Loire Valley

One of France’s longest rivers, although the main vineyard areas only start just south of Orleans, continuing along its length until it runs out into the Atlantic at Nantes. The climate is continental with the Gulf Stream warming the lower end; much north of here it becomes near impossible to make wine although English growers might dispute this. View our range.

Loire’s Great Variety Of Wine Style

There are a few delicate, fragrant, red wines produced along the Loire, but the area is best known for its whites. At the upper end, Sancerre and Pouilly Fumé (together with their less illustrious neighbours, Quincy and Reuilly) are made from Sauvignon Blanc.

Near Tours, Vouvray and Montlouis, where the tufa chalk soil gives the wines exceptional longevity, make their wines from Chenin Blanc. Close by, some of the finest red wines in the region are to be found, Bourgeuil, St Nicolas de Bourgeuil, and Chinon, all from Cabernet Franc. Saumur has a long tradition of making sparkling wines from Chardonnay and Sauvignon Blanc, but has one classy red, Saumur Champigny, made from Cabernet Franc. There are some gentle dry whites and easy rosé wines (‘Cabernet d’Anjou’) made in Anjou, but its most original wines are the sweet Coteaux du Layon, Quarts-de Chaume, and Bonnezeaux, all produced from Chenin Blanc. Just across the river lies Savennières where long-lived generous white wines are made.

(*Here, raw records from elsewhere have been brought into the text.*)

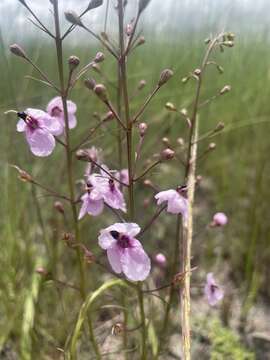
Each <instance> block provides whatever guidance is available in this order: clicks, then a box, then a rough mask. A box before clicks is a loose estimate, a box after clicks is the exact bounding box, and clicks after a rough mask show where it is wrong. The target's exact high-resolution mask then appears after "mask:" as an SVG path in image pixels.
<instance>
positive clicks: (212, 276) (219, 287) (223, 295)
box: [204, 273, 224, 306]
mask: <svg viewBox="0 0 270 360" xmlns="http://www.w3.org/2000/svg"><path fill="white" fill-rule="evenodd" d="M204 294H205V296H206V297H207V300H208V303H209V305H211V306H215V305H216V304H217V303H218V302H219V301H220V300H222V299H223V296H224V292H223V290H222V289H221V288H220V287H219V286H218V285H217V284H216V282H215V279H214V276H213V273H208V274H207V278H206V285H205V287H204Z"/></svg>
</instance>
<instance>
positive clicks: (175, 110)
mask: <svg viewBox="0 0 270 360" xmlns="http://www.w3.org/2000/svg"><path fill="white" fill-rule="evenodd" d="M165 108H166V109H167V110H169V111H176V110H177V109H176V107H175V106H174V104H173V103H171V102H167V103H166V104H165Z"/></svg>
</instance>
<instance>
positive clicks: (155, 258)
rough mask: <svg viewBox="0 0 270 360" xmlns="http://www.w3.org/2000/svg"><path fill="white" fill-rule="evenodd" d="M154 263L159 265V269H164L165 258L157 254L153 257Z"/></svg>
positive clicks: (163, 255)
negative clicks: (161, 268)
mask: <svg viewBox="0 0 270 360" xmlns="http://www.w3.org/2000/svg"><path fill="white" fill-rule="evenodd" d="M154 259H155V262H156V264H157V265H159V266H160V267H165V266H166V263H167V259H166V256H165V255H164V254H162V253H158V254H156V255H155V258H154Z"/></svg>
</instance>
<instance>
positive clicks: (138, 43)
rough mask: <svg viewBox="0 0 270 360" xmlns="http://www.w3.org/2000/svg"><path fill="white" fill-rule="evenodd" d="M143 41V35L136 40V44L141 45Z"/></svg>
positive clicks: (143, 41)
mask: <svg viewBox="0 0 270 360" xmlns="http://www.w3.org/2000/svg"><path fill="white" fill-rule="evenodd" d="M144 43H145V37H144V36H140V37H139V39H138V41H137V46H141V45H143V44H144Z"/></svg>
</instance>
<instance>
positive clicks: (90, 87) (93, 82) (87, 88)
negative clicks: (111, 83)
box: [84, 79, 96, 90]
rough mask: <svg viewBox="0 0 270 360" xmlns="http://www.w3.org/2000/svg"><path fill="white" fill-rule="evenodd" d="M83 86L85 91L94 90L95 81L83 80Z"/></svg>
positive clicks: (94, 85) (93, 79) (87, 79)
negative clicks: (86, 90)
mask: <svg viewBox="0 0 270 360" xmlns="http://www.w3.org/2000/svg"><path fill="white" fill-rule="evenodd" d="M84 85H85V86H86V87H87V89H89V90H94V88H95V86H96V81H95V80H94V79H86V80H84Z"/></svg>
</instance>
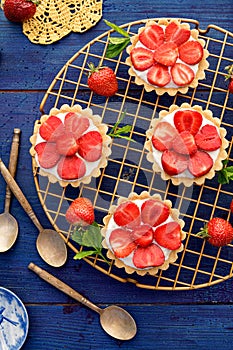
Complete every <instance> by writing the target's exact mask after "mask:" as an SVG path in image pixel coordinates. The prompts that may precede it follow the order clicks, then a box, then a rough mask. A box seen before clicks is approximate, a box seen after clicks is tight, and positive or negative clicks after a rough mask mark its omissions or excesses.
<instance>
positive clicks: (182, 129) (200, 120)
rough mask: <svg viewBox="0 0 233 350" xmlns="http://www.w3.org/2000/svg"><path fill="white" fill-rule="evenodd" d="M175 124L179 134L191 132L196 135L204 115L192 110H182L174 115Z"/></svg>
mask: <svg viewBox="0 0 233 350" xmlns="http://www.w3.org/2000/svg"><path fill="white" fill-rule="evenodd" d="M174 124H175V127H176V129H177V130H178V131H179V132H182V131H189V132H191V134H193V135H195V134H196V133H197V132H198V131H199V129H200V127H201V124H202V115H201V113H199V112H197V111H193V110H190V109H185V110H180V111H177V112H176V113H175V114H174Z"/></svg>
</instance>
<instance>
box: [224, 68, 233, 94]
mask: <svg viewBox="0 0 233 350" xmlns="http://www.w3.org/2000/svg"><path fill="white" fill-rule="evenodd" d="M225 69H226V70H227V76H226V78H225V80H229V84H228V90H229V92H230V93H232V94H233V64H232V65H230V66H227V67H225Z"/></svg>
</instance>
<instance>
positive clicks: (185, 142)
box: [172, 131, 197, 155]
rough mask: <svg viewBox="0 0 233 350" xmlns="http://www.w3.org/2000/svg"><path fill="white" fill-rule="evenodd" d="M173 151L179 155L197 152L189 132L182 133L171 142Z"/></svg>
mask: <svg viewBox="0 0 233 350" xmlns="http://www.w3.org/2000/svg"><path fill="white" fill-rule="evenodd" d="M172 146H173V149H174V151H176V152H177V153H181V154H186V155H190V154H193V153H195V152H196V151H197V145H196V142H195V139H194V136H193V135H192V134H191V133H190V132H189V131H182V132H181V133H180V134H178V135H177V136H176V137H175V139H174V140H173V142H172Z"/></svg>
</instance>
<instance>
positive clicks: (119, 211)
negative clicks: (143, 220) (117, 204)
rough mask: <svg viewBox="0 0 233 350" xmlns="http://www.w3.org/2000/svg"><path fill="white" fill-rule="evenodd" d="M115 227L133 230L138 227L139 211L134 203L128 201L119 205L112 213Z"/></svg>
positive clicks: (136, 205)
mask: <svg viewBox="0 0 233 350" xmlns="http://www.w3.org/2000/svg"><path fill="white" fill-rule="evenodd" d="M114 220H115V222H116V224H117V225H119V226H125V227H128V228H133V227H136V226H139V225H140V221H141V217H140V210H139V208H138V206H137V204H135V203H134V202H131V201H128V202H124V203H122V204H120V205H119V207H118V208H117V209H116V211H115V213H114Z"/></svg>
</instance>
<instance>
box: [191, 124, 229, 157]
mask: <svg viewBox="0 0 233 350" xmlns="http://www.w3.org/2000/svg"><path fill="white" fill-rule="evenodd" d="M195 141H196V144H197V147H198V148H200V149H202V150H203V151H208V152H210V151H215V150H217V149H218V148H220V147H221V145H222V140H221V138H220V136H219V134H218V131H217V129H216V127H215V126H214V125H209V124H207V125H204V126H203V127H202V128H201V130H200V131H199V132H198V133H197V134H196V135H195Z"/></svg>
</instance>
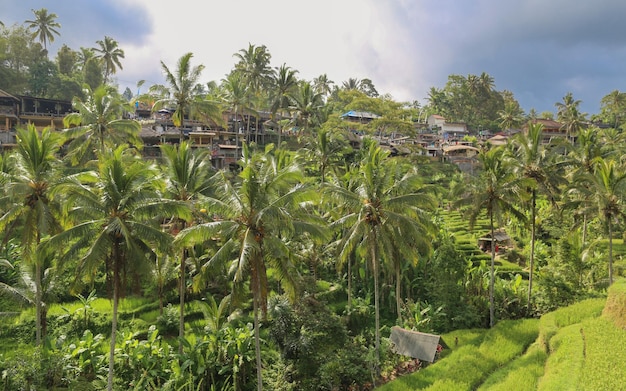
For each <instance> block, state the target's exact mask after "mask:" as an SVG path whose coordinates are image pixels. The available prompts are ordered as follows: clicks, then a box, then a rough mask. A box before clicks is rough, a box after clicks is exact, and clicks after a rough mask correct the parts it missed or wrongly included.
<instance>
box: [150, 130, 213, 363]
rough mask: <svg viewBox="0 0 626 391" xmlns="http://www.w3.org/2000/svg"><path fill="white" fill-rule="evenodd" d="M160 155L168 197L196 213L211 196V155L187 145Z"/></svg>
mask: <svg viewBox="0 0 626 391" xmlns="http://www.w3.org/2000/svg"><path fill="white" fill-rule="evenodd" d="M161 152H162V153H163V157H164V158H165V166H164V167H163V168H164V171H165V180H166V184H167V195H168V197H169V198H171V199H174V200H177V201H180V202H182V203H184V204H186V206H187V207H188V208H189V209H191V210H192V212H195V213H196V214H197V213H198V211H196V205H195V204H196V203H197V202H198V201H199V199H200V198H201V197H202V196H203V195H204V196H207V195H209V193H210V190H211V187H210V184H209V177H210V174H211V173H212V170H211V162H210V156H208V154H207V152H206V151H200V150H197V149H193V148H192V147H191V145H189V143H187V142H182V143H181V144H179V145H176V146H175V145H167V144H163V145H161ZM191 221H192V220H191V219H188V220H183V219H176V220H175V221H174V225H176V226H177V227H176V228H177V229H178V230H181V229H185V228H186V226H187V225H188V224H190V223H191ZM186 255H187V252H186V251H185V250H183V251H182V254H181V255H180V283H179V295H180V321H179V333H178V337H179V341H180V342H179V354H182V349H183V342H182V340H183V338H184V336H185V292H186V290H187V280H186V274H187V273H186V268H185V262H186V261H187V259H186V258H187V257H186Z"/></svg>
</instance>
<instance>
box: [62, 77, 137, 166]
mask: <svg viewBox="0 0 626 391" xmlns="http://www.w3.org/2000/svg"><path fill="white" fill-rule="evenodd" d="M84 95H85V98H84V99H81V98H79V97H76V98H74V100H73V101H72V106H73V107H74V109H75V110H76V111H75V112H73V113H70V114H68V115H67V116H65V118H63V124H64V126H65V127H66V129H65V130H64V132H65V135H66V137H67V138H68V139H69V140H71V141H70V144H69V146H68V147H69V148H68V149H69V153H68V156H69V157H70V159H71V161H72V163H73V164H84V163H86V162H87V161H89V160H92V159H94V158H95V157H96V156H97V155H98V154H103V153H104V152H105V150H106V148H107V147H114V148H115V147H116V146H118V145H123V144H131V145H133V146H135V147H138V148H139V147H141V145H142V141H141V138H140V137H139V132H140V131H141V125H139V122H137V121H135V120H131V119H124V118H122V116H123V113H124V111H125V110H128V111H130V106H129V104H128V103H126V102H124V101H123V100H122V99H121V98H120V96H119V95H118V94H117V92H116V91H115V89H114V88H113V87H111V86H106V85H101V86H99V87H98V88H96V89H95V90H93V91H92V90H91V89H89V88H85V89H84Z"/></svg>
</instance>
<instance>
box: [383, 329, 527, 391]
mask: <svg viewBox="0 0 626 391" xmlns="http://www.w3.org/2000/svg"><path fill="white" fill-rule="evenodd" d="M538 323H539V321H538V320H537V319H522V320H517V321H502V322H499V323H498V324H497V325H496V326H495V327H494V328H492V329H490V330H488V331H486V332H485V334H484V336H483V337H482V338H479V337H478V335H474V336H473V337H472V338H468V339H466V340H465V341H467V345H464V346H462V345H463V343H462V342H463V340H464V338H465V337H466V336H465V335H463V334H460V333H459V334H458V335H459V336H460V338H459V346H460V347H458V348H455V349H454V351H453V352H452V353H450V354H449V355H448V356H447V357H445V358H444V359H442V360H440V361H438V362H436V363H435V364H432V365H429V366H428V367H426V368H425V369H423V370H420V371H418V372H416V373H414V374H411V375H408V376H404V377H402V378H400V379H397V380H395V381H393V382H391V383H388V384H386V385H384V386H382V387H380V390H381V391H389V390H415V389H427V390H445V389H448V390H450V389H454V390H472V389H475V388H476V387H477V386H479V385H480V384H481V383H482V382H483V381H484V380H485V378H486V377H487V375H488V374H489V373H491V372H493V371H494V370H496V369H497V368H498V367H500V366H502V365H504V364H506V363H508V362H509V361H511V360H512V359H513V358H515V357H516V356H519V355H521V354H522V353H523V352H524V351H525V350H526V348H527V347H528V346H529V345H530V344H531V343H532V342H533V341H534V340H535V339H536V338H537V326H538ZM448 335H450V337H448ZM452 335H454V333H450V334H447V335H446V336H444V341H446V342H447V343H448V345H450V342H449V340H450V339H451V337H452ZM450 387H452V388H450Z"/></svg>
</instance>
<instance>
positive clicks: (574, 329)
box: [537, 323, 583, 391]
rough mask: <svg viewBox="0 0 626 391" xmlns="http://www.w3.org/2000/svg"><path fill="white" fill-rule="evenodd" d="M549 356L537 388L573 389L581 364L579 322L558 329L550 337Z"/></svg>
mask: <svg viewBox="0 0 626 391" xmlns="http://www.w3.org/2000/svg"><path fill="white" fill-rule="evenodd" d="M549 342H550V352H549V353H550V356H549V357H548V360H547V361H546V366H545V371H544V376H543V377H542V378H541V380H540V382H539V384H538V387H537V389H538V390H546V391H549V390H575V389H577V384H578V383H579V375H580V370H581V368H582V366H583V339H582V334H581V333H580V324H579V323H575V324H572V325H569V326H566V327H563V328H562V329H560V330H559V331H558V332H557V333H556V334H555V335H554V336H553V337H552V338H551V339H550V341H549Z"/></svg>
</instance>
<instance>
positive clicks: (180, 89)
mask: <svg viewBox="0 0 626 391" xmlns="http://www.w3.org/2000/svg"><path fill="white" fill-rule="evenodd" d="M192 57H193V53H191V52H189V53H186V54H184V55H183V56H182V57H181V58H180V59H178V63H177V66H176V70H175V72H172V71H171V70H170V69H169V68H168V67H167V65H165V63H164V62H163V61H161V68H162V70H163V73H164V74H165V80H166V81H167V83H168V85H169V86H163V85H157V86H152V87H151V89H152V91H153V92H158V93H160V94H161V96H160V97H159V99H158V100H157V101H156V102H155V103H154V105H153V106H152V110H153V111H156V110H159V109H161V108H163V107H168V106H174V107H175V111H174V113H173V114H172V122H173V123H174V126H176V127H177V128H179V130H180V141H181V142H182V141H183V139H184V134H183V125H184V120H185V117H187V118H189V119H191V118H201V119H203V120H205V122H209V121H213V122H216V123H218V124H222V110H221V108H220V107H219V105H218V104H217V103H216V102H214V101H210V100H207V99H205V98H204V97H203V96H202V95H201V94H200V93H199V88H198V86H199V81H200V75H201V74H202V71H203V70H204V65H196V66H193V67H192V66H191V58H192Z"/></svg>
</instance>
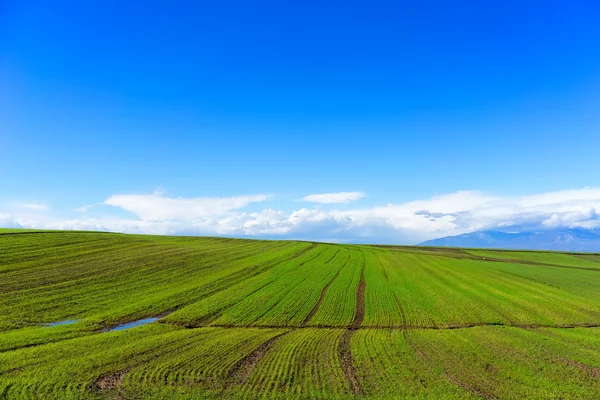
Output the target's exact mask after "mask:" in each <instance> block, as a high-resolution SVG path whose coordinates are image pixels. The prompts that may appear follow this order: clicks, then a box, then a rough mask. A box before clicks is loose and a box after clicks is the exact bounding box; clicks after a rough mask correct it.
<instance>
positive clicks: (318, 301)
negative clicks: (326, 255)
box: [300, 253, 350, 327]
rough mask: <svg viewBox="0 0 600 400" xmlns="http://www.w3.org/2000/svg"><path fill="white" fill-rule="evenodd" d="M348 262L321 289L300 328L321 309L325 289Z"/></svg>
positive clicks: (339, 272)
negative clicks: (315, 300)
mask: <svg viewBox="0 0 600 400" xmlns="http://www.w3.org/2000/svg"><path fill="white" fill-rule="evenodd" d="M336 254H337V253H336ZM349 259H350V258H348V260H349ZM348 260H346V262H345V263H344V265H343V266H342V267H341V268H340V269H339V270H338V272H337V273H336V274H335V276H334V277H333V278H331V280H330V281H329V283H327V285H325V287H324V288H323V290H321V296H320V297H319V301H317V304H315V305H314V307H313V308H312V310H310V312H309V313H308V315H307V316H306V318H304V321H302V323H301V324H300V326H301V327H305V326H306V325H307V324H308V322H309V321H310V320H311V319H312V318H313V317H314V316H315V314H316V313H317V311H318V310H319V307H321V304H322V303H323V300H324V299H325V295H326V294H327V289H329V286H331V284H332V283H333V281H335V279H336V278H337V277H338V275H339V274H340V271H341V270H342V268H344V267H345V266H346V264H347V263H348Z"/></svg>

In the Loire Atlantique, the best Muscadet comes from the Sèvre-et-Maine region, and is often left ‘sur-lie’ (on the lees) in order to extract as much flavour as possible from the residue of the fermentation. Melon de Bourgogne, possibly a very distant relation of Chardonnay, is the grape variety used. Other, more commercial, Muscadet comes from vineyard land that carries the lesser appellation of Coteaux de La Loire.

Loire’s Grape Varieties

Sauvignon Blanc: a classic French white grape well liked for its aromatic, ripe gooseberry style freshness. Planted widely throughout France. It makes some of the best dry white Loire Valley wines, in Sancerre and Pouilly Fumé; and in Bordeaux, in combination with Semillon and Muscadelle, it produces the fine wines of Sauternes. Has found fame in New Zealand, especially in Marlborough. It is grown widely in the New World, notably in California and Chile although in warmer climates, the varietal character becomes less pronounced. Generally a much sought after variety.
Chenin Blanc: an important wine grape grown extensively throughout the world. In the central Loire Valley this is the main white variety, making dry, sweet (conditions permitting) and sparkling wines. Especially successful in South Africa, where it was once called ‘Steen’. Thrives in California. Has a good acidity, making fresh, elegant, wines. Can also have a capacity for ageing.
Cabernet Franc: a fine variety which is an essential component in countless Bordeaux red wines, especially so on the right bank in St Émilion. Also grown in the Loire Valley where it has an attractive, lighter style. Much admired for its adaptability and class, it can be found in almost every red wine region in the world, often as part of the so styled ‘Bordeaux Blends’. Unlike Cabernet Sauvignon, it is seldom seen as a single varietal. Has the dark, spicy, green peppery character of Cabernet Sauvignon but is a touch less austere.
Melon de Bourgogne: the variety used to make Muscadet in the Loire region of France. Thought to be a very distant cousin of Chardonnay although it demonstrates few, if any, of its characteristics. Now cultivated in the USA in Oregon. Produces zesty fresh wines.
Pinot Noir: the grape used to make the great red wines of Burgundy, which are some of the most sought after in the world. Also an important constituent of Champagne. Has been exported all over the world with varying results, but is having much success in New Zealand, especially in South Island. The Casablanca Valley in Chile makes increasingly good wines from Pinot Noir, and there some fine examples being produced in Tasmania. At best, this variety has pungency and delicacy with fine aromas. The finest wines benefit from ageing in oak and keep well.